We examined the prognostic value of different features of neck lymph nodes in patients with oral cancer. The 3 lymph node scoring systems were:

  1. (1)

    Log odds of positive lymph node (LODDS).

    This is calculated as log10[(pnod + 0.5)/(tnod − pnod + 0.5)], in which pnod is the number of positive neck lymph nodes and tnod is the total number of cervical lymph nodes examined25. In this formula, 0.5 was added to the numerator and denominator to avoid division by 0. The cutoff points of LODDS were 35%, 60%, and 85% according to our previous publication5.

  2. (2)

    Number of cervical lymph nodes retrieved.

    This number was classified as adequate or inadequate, according to previous research20. Patients with pN0 disease with nodal yield more than 15 or those with pN1-3 disease with nodal yield more than 25 were categorized as having an adequate lymph nodes retrieval. All others were classified as having inadequate retrieval.

  3. (3)

    Ratio-based lymph node system (rN).

This ratio is calculated as the number of positive regional lymph nodes examined divided by the total number of regional lymph nodes examined. The cutoff points were 0.2 and 0.4, as in our previous study21.

Measurements

The main endpoints were 5-year disease-specific survival (DSS) and overall survival (OS). Deaths from cancer and other conditions were extracted from the SEER database.

Other variables

Basic characteristics, including age, sex, tumor subsite, AJCC pT, cell differentiation, receipt of radiotherapy, marital status, race, and year of diagnosis were also analyzed.

Statistical analysis

All statistical analyses employed SPSS (version 15, SPSS Inc., Chicago, IL, USA). The 5-year OS and DSS rates for different lymph node scoring systems (LODDS, lymph node yield, pN, and rN,) were compared by the Kaplan-Meier method. Survival curves were measured from the time of initial diagnosis. Death from cancer was regarded as the event in DSS analysis, and death from all causes as the event in OS analysis. In multivariate analysis, the prognostic effect of different lymph node features were analyzed after adjusting for age, sex, T stage, cell differentiation, year of diagnosis, marital status, and treatment modality. The lymph node features that remained statistically significant during multivariate analyses were selected for further analysis. We also checked whether stage migration developed among patients in different AJCC N categories and with new lymph node features. Then, we constructed a new N staging system by adding LODDS into the AJCC pN category to improve the accuracy of 5 year predictions of DSS and OS, and compared the new staging system with the existing AJCC staging system. Subgroups with fewer than 30 OSCC patients were not included in the analysis because the small number of patients could lead to unreliable estimates of the 5-year DSS and OS.

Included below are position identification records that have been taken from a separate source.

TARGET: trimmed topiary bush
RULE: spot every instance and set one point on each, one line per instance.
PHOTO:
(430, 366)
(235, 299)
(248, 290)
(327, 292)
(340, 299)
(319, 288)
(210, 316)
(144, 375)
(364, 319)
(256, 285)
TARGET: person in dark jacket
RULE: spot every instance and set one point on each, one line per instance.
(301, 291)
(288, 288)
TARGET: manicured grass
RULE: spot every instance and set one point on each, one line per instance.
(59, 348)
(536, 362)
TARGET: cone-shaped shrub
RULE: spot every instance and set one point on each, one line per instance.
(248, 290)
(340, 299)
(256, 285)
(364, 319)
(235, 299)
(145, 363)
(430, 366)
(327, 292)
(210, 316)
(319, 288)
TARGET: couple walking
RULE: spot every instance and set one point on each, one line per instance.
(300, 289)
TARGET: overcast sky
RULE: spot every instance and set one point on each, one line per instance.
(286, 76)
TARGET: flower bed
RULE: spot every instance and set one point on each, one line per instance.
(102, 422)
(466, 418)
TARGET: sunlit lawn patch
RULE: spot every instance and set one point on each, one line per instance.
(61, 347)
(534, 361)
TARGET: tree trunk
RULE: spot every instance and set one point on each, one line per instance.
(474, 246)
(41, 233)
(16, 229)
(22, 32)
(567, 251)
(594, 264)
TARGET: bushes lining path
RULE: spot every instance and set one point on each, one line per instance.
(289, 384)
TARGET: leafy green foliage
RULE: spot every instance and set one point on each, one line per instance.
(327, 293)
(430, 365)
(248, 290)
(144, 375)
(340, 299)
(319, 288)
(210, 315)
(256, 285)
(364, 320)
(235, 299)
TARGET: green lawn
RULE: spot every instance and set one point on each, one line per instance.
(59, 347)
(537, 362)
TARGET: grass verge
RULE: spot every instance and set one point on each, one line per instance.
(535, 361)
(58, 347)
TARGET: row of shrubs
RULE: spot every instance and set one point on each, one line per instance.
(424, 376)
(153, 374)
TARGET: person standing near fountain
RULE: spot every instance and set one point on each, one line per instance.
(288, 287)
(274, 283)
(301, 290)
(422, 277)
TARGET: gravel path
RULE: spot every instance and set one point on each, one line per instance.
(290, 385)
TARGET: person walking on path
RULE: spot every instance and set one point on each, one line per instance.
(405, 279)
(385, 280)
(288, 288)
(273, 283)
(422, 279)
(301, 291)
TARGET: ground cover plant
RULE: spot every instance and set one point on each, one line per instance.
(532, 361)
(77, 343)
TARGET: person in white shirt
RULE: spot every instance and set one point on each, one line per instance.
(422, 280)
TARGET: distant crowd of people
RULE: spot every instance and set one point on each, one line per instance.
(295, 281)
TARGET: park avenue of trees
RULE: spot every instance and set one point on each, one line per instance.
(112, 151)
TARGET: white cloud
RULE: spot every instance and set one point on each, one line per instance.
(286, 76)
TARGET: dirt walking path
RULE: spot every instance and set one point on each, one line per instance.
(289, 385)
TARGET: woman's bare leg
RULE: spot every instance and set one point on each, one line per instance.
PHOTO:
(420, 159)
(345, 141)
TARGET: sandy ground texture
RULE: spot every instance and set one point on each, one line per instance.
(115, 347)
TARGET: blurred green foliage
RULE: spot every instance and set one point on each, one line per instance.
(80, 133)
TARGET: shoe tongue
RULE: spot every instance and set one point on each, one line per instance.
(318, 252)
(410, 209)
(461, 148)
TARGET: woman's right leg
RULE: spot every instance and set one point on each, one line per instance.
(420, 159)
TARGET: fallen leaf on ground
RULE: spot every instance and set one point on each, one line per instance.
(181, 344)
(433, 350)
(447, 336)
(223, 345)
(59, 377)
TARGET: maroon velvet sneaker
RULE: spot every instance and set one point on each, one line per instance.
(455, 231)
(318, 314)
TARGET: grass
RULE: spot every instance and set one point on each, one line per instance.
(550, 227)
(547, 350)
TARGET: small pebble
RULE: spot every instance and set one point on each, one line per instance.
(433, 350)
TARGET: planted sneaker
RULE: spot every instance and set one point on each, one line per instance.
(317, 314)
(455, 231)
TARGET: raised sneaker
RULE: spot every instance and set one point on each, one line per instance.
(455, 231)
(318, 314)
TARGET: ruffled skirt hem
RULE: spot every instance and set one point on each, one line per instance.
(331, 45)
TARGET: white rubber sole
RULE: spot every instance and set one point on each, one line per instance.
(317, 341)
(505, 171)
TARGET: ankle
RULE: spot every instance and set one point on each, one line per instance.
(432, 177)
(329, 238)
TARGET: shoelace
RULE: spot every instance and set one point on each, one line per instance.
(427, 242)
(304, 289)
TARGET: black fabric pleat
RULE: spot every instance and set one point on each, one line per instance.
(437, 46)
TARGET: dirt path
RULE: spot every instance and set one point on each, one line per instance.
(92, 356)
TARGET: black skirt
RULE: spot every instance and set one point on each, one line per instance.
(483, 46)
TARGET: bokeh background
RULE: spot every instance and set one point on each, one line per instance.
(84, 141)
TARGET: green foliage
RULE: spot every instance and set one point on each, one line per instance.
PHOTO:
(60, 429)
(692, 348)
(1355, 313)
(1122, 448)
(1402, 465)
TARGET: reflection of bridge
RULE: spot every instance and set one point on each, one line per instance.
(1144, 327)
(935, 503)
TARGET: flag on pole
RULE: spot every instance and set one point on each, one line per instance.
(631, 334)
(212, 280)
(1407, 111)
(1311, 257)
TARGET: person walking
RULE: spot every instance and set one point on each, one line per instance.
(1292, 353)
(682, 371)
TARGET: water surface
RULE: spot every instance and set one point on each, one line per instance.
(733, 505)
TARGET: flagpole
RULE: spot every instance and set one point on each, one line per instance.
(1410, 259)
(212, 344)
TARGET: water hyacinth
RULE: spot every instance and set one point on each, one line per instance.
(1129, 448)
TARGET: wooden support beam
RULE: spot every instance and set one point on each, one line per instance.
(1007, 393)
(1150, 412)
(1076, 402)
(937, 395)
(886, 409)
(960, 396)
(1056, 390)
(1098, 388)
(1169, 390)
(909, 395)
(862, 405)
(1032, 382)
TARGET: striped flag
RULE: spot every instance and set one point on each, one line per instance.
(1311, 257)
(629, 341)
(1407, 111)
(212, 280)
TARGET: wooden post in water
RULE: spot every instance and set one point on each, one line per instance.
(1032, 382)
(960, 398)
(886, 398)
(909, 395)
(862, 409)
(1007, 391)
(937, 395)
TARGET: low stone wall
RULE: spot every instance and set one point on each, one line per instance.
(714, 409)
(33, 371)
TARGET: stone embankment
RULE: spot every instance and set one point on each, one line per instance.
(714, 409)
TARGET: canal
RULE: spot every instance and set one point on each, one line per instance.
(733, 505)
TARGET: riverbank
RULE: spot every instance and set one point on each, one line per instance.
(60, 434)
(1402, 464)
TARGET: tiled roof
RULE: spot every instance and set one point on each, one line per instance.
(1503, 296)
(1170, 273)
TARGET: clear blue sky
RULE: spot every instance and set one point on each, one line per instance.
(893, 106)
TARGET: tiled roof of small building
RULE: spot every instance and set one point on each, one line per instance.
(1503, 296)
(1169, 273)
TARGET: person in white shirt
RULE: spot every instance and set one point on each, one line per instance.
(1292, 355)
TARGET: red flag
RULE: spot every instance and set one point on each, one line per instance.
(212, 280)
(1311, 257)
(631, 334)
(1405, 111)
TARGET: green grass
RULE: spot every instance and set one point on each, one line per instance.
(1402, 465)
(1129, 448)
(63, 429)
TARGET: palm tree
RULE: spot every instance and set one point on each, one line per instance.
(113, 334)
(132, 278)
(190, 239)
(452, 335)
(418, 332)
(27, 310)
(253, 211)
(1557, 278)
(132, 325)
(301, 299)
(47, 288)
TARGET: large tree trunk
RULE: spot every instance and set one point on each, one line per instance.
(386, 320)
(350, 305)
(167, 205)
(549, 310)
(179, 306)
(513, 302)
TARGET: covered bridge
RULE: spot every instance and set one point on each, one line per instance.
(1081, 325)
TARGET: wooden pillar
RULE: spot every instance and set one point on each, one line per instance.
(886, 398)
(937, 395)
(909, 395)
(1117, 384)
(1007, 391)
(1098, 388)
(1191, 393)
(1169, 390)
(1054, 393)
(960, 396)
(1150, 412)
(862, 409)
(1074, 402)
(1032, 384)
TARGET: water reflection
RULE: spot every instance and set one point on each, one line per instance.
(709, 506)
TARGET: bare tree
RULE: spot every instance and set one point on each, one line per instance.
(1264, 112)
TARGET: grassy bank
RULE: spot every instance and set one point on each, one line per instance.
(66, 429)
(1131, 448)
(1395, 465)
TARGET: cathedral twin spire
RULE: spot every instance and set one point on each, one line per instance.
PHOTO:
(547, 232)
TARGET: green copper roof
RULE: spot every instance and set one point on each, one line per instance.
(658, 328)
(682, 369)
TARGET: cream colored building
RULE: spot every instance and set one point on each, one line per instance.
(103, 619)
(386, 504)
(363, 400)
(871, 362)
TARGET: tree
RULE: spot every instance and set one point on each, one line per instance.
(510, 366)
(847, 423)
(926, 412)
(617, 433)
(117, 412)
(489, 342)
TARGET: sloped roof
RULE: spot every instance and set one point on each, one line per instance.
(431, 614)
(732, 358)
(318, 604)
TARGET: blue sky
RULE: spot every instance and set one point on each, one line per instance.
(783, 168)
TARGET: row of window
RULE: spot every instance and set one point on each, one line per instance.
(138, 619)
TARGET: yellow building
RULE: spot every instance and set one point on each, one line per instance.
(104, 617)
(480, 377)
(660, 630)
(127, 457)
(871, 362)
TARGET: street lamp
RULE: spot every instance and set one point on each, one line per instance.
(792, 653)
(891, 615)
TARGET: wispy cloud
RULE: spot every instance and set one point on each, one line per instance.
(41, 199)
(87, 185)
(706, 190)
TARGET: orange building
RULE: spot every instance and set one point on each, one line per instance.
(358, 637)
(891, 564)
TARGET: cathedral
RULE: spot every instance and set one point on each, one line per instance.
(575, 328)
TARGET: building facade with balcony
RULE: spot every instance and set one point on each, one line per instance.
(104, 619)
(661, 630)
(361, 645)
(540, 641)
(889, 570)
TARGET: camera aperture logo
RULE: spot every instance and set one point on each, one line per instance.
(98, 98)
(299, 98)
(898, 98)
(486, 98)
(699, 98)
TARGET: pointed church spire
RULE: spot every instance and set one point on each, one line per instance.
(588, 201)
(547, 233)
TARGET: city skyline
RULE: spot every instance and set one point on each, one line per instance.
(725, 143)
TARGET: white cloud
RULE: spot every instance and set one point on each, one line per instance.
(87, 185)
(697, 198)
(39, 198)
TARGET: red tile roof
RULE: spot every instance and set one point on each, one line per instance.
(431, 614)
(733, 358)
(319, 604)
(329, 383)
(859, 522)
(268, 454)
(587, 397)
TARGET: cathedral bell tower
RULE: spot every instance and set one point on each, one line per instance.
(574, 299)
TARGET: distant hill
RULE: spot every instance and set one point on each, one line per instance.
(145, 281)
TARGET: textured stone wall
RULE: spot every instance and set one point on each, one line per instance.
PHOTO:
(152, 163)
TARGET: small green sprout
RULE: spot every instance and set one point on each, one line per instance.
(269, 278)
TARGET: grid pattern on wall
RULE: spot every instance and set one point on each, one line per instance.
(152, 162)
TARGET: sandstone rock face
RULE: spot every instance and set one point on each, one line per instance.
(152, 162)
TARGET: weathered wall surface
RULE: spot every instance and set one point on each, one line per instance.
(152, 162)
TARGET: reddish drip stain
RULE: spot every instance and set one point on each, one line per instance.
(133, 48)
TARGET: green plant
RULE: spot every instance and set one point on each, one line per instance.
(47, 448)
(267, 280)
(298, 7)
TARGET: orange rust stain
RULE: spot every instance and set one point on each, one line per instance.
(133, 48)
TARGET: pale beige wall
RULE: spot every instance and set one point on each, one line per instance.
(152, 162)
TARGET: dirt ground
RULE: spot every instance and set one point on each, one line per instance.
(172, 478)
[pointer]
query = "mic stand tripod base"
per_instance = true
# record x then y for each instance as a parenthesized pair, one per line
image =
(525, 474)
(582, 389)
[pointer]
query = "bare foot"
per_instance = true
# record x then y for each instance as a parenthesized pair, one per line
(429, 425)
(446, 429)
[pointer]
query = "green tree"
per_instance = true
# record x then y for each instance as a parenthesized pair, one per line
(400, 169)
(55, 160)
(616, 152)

Three indices were used to evaluate the prediction accuracy and discriminability of each model: a linear trend chi-square test, the Akaike information criterion (AIC), and Harrell’s C-statistic14,26,27. For Harrell’s C-statistic, a value of 0.5 indicates a value no better than chance; a value of 0.7–0.8 indicates an acceptable model; a value of 0.8–0.9 indicates an excellent model; and a value of 0.9–1 indicates an outstanding model. A linear trend chi-square test was used to assess monotonicity, in which a higher value indicates stronger monotonicity. Comparison of different staging system was also performed using mutltivariate analysis. A two-sided p-value below 0.05 was considered significant28.